TIMSS 2018/19: Mathematics Year 9 Publications
This report describes the mathematics achievement of Year 9 students in TIMSS 2018/19. Analyses of achievement by sub-groupings (such as gender and ethnicity) and background information are also presented and comparisons are made with New Zealand across cycles and also with other countries. Characteristics of teachers, including their preparedness to teach mathematics, teaching activities that took place within mathematics lessons, resources, and teacher attitudes and perceptions, as well as the school climate for learning, are explored.
Author(s): Educational Measurement and Assessment, Ministry of Education
Date Published: December 2020
Mathematics achievement of New Zealand Year 9 students since 1994 - 25 years of trends
- The average (mean) mathematics achievement of New Zealand Year 9 students in 2019 was lower than that of the students 25 years ago in 1994, and was also lower than 2014.
- New Zealand Year 9 students' mean mathematics achievement in 2019 was significantly1 higher than 14 countries, but lower than the mean score of 20 countries.
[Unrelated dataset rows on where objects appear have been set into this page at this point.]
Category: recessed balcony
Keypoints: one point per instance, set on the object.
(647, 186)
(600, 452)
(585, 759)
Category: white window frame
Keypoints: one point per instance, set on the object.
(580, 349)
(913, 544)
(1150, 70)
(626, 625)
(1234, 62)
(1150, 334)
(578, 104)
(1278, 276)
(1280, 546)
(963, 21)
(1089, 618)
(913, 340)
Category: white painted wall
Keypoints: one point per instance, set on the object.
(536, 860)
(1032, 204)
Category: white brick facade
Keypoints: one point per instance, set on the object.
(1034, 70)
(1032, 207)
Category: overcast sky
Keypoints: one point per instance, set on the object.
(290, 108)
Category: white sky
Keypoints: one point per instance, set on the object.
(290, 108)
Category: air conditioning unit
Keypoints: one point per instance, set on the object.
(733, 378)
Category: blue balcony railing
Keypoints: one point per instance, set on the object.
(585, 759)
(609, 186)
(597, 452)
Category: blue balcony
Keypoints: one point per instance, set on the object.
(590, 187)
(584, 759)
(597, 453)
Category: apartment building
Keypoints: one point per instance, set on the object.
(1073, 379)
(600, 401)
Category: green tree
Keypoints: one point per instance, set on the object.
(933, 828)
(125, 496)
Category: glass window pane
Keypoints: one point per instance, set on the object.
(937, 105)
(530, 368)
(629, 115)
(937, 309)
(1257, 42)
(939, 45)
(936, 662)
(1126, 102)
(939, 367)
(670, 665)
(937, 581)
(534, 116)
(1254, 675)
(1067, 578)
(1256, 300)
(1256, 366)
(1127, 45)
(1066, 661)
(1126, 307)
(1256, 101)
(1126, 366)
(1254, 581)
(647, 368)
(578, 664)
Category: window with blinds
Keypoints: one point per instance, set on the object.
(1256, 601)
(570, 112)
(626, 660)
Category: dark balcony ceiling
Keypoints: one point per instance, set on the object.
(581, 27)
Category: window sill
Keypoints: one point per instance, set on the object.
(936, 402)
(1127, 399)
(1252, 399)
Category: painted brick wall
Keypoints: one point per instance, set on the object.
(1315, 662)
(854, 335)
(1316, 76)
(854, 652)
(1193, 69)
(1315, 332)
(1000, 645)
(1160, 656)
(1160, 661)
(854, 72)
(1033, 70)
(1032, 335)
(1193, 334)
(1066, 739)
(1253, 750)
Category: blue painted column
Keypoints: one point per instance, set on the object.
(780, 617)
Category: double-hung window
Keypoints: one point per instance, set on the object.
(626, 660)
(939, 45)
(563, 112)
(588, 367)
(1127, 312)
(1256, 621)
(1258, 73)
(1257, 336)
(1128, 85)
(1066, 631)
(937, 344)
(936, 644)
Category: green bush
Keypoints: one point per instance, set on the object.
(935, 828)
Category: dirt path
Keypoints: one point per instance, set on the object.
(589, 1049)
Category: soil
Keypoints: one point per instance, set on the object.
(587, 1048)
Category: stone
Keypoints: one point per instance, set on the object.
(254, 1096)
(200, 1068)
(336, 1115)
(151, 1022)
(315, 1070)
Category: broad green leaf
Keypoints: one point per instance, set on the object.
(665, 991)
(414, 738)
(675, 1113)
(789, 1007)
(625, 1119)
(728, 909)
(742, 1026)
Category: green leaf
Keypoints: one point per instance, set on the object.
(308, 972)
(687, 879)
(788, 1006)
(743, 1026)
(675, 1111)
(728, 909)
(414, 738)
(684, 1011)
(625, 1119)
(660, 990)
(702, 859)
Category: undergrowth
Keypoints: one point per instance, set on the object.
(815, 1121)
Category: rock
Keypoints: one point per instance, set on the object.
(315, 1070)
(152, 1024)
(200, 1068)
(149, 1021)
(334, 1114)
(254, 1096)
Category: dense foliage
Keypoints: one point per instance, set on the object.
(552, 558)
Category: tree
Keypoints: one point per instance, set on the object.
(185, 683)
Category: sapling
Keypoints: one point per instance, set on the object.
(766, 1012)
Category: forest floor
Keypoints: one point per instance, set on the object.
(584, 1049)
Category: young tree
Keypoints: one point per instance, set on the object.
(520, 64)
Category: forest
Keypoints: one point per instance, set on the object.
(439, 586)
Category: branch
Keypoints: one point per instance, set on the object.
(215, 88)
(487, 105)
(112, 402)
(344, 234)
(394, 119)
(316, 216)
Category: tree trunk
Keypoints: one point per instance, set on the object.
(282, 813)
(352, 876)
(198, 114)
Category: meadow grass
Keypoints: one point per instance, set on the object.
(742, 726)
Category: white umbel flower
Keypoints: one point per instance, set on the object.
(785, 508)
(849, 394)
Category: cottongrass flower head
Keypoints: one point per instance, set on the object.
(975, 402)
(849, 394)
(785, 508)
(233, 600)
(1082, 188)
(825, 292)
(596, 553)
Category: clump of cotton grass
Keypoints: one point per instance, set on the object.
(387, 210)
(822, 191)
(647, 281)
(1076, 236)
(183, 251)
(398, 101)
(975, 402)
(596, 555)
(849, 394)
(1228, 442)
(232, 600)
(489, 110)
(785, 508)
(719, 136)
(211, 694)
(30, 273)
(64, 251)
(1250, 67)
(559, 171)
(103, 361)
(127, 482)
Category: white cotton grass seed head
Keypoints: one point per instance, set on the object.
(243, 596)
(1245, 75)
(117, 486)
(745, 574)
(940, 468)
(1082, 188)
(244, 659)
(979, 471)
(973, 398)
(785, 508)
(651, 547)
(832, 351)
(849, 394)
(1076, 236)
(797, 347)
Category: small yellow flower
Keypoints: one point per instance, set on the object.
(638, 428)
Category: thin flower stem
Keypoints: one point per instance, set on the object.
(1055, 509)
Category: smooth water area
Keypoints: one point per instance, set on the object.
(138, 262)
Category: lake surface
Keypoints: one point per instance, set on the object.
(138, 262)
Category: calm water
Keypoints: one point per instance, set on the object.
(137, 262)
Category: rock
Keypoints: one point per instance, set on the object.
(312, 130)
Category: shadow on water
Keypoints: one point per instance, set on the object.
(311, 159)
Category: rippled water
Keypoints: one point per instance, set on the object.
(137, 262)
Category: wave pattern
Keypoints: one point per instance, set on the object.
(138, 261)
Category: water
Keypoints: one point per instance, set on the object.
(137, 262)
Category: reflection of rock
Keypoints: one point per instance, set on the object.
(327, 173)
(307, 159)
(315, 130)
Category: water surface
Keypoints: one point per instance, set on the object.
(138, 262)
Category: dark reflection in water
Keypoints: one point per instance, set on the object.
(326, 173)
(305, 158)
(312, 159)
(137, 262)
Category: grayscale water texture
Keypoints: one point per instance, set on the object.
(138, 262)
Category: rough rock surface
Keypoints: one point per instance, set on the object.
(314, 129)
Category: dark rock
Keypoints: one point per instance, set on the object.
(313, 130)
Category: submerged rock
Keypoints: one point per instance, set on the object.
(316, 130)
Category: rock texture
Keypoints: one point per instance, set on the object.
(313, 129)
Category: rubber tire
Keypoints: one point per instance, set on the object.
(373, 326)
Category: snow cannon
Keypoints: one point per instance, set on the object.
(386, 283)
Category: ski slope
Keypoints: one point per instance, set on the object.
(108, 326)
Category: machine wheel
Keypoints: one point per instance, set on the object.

Classifying New Zealand Year 9 students a low to advanced performers
- Six percent of New Zealand Year 9 students were classified as advanced performers (reached the advanced benchmark), while 18 percent of students were classified as below low performers who did not perform simple mathematics tasks.
- New Zealand's proportion of Year 9 advanced performers was about the same as the international median. The New Zealand proportion of those not reaching the low benchmark was higher than the international median. The top five high-performing countries had at least 32 percent of their lower secondary students classified as advanced performers, and four percent or fewer classified as below low performers.
- There were more Year 9 students who were lower achievers in 2019, compared with 2002. The proportion of Year 9 students reaching the high and intermediate benchmarks was significantly lower than in 2014. However the proportion of Year 9 students reaching the advanced and low benchmarks was about the same as 2014.
Strengths and weaknesses of New Zealand Year 9 students within mathematics
- New Zealand Year 9 students showed greatest strength in Data and Probability compared to Algebra and Geometry. The average scores for all content domains (including Number) are significantly lower than 2014.
- New Zealand Year 9 students did significantly better at applying and reasoning, compared to knowing in mathematics. The average score for knowing and reasoning was lower than 2014 but applying had not changed significantly.
TIMSS and the New Zealand mathematics curriculum
- Many New Zealand Year 9 students were working at level 4 of the curriculum by the end of the year, rather than level 5. Not surprisingly, those students in classes working at higher levels had higher mathematics achievement.
- When the TIMSS test was compared to curriculum expectations for New Zealand Year 9 students, there were questions considered more advanced than our curriculum. More advanced questions help to identify advanced achievers. However, when the test was reduced to contain only those appropriate to New Zealand Year 9 students, the average score was similar to the average for all questions and New Zealand’s position relative to other countries remained the very similar.
Mathematics achievement of Year 9 boys and girls
- Year 9 boys and girls had the same mathematics achievement as each other, on average, but boys had a wider range than girls. Both girls and boys had a similar drop in average score since 2014.
- In 2019 boys achieved higher on Number, with no significant gender difference on Algebra, Geometry and Data and Probability or in the cognitive domain areas of knowing, applying, and reasoning.
Mathematics achievement and socio-economic status of Year 9 students
- Students in homes with many resources for learning had higher mathematics achievement, on average, than those whose homes had fewer resources.
- Mathematics achievement was higher, on average, for students in schools with more affluent students than those in schools with more economically disadvantaged students. The difference in mathematics achievement between these two groupings within New Zealand was a lot higher than the international average.
- The word 'significant' is used to describe statistical significance. Statistical tests show that these results are 95% certain.